Im Endeffekt kann Gewalt einerseits die reaktionäre Geschlechterpolitik bekräftigen, andererseits kann sie aber auch Chancen für Fortschritte hervorbringen. So zum Beispiel führte der Zweite Weltkrieg zu einer vermehrten Beschäftigung von Frauen, zu einer Erschütterung der Geschlechterideologie und zur Entstehung homosexueller Subkulturen. Gewalt ist somit Teil eines Unterdrückungssystems einerseits und Maß für seine Mangelhaftigkeit andererseits. Aktuell ist eine Krisentendenz der modernen Geschlechterordnung wahrnehmbar.
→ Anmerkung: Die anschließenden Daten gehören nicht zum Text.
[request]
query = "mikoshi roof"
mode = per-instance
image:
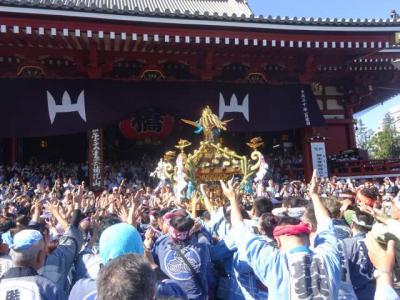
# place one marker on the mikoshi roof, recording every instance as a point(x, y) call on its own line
point(223, 10)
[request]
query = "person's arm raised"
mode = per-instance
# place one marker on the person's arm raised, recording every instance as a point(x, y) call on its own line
point(321, 213)
point(229, 191)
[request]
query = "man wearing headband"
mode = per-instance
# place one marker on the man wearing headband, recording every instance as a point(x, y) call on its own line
point(360, 267)
point(23, 281)
point(295, 270)
point(115, 241)
point(181, 255)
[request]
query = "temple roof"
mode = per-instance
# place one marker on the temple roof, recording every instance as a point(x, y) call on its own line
point(151, 7)
point(235, 13)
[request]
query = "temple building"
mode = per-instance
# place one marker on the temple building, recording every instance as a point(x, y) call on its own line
point(69, 66)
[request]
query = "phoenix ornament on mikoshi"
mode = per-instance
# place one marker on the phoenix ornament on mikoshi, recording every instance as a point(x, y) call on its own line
point(209, 124)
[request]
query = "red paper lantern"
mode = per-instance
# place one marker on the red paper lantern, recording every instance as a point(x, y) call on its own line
point(148, 124)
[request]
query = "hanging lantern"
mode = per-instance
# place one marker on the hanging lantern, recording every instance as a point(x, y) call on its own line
point(148, 125)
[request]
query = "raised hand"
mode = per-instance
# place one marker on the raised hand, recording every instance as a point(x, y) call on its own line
point(314, 183)
point(229, 189)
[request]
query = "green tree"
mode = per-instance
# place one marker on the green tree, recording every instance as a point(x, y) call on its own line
point(386, 142)
point(363, 136)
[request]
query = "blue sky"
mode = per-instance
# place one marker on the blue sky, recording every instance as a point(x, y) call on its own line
point(335, 9)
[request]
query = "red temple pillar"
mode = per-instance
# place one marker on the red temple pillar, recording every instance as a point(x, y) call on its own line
point(351, 134)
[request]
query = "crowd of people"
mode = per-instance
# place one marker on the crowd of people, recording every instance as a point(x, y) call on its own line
point(289, 239)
Dieses ist nicht zu verwechseln mit dem Begriff der Krise der Männlichkeit. Letztere würde ein kohärentes System voraussetzen, das im Endeffekt zerstört oder wiederhergestellt wird. Männlichkeit aber ist kein System, sondern Konfiguration von Praxis innerhalb eines Systems von Geschlechterverhältnissen.

Im Hinblick auf die Krisenanfälligkeit der Geschlechterordnung unterscheidet man zwischen drei Strukturen:

  • Machtbeziehungen: Aktuell ist die Legitimation der patriarchalen Macht zusammengebrochen und gleichzeitig entstand eine weltweite Bewegung für Emanzipation der Frauen. Durch die Krisenanfälligkeit werden Männlichkeiten neu konfiguriert und es entstehen neue Männlichkeitskulte.

 

  • Produktionsbeziehungen: In den letzten Jahrzehnten gab es einen massiven institutionellen Wandel, die Erwerbstätigkeit der Frauen hat stark zugenommen. Es existiert ein Widerspruch zwischen der Beteiligung von Männern und Frauen an der Produktion und der Aneignung der Produkte gesellschaftlicher Arbeit. Der geschlechtsstrukturierte Akkumulationsprozess führte zu Spannungen und Ungleichheiten.

 

  • Emotionale Bindungsstrukturen (Karthexis): Mittlerweile ist schwule und lesbische Sexualität eine öffentlich sichtbare Alternative innerhalb des heterosexuellen Systems geworden. Frauen setzen ihren Wunsch nach sexueller Erfüllung und nach Selbstbestimmungsrecht für ihren Körper zunehmend um. Im Grunde verbietet die patriarchale Ordnung jene Gefühle, Lust und Bindungen, die die patriarchale Gesellschaft aber selbst provoziert.

Ausblick

Die Männlichkeit an sich und somit auch die Lebensbedingungen von Männern und Frauen werden sich künftig unweigerlich verändern. Jeder ist an diesem Prozess beteiligt. Die Auswirkungen sind aktuell noch nicht absehbar. Männlichkeit ist also ein tiefgehender und vielschichtiger historischer Prozess.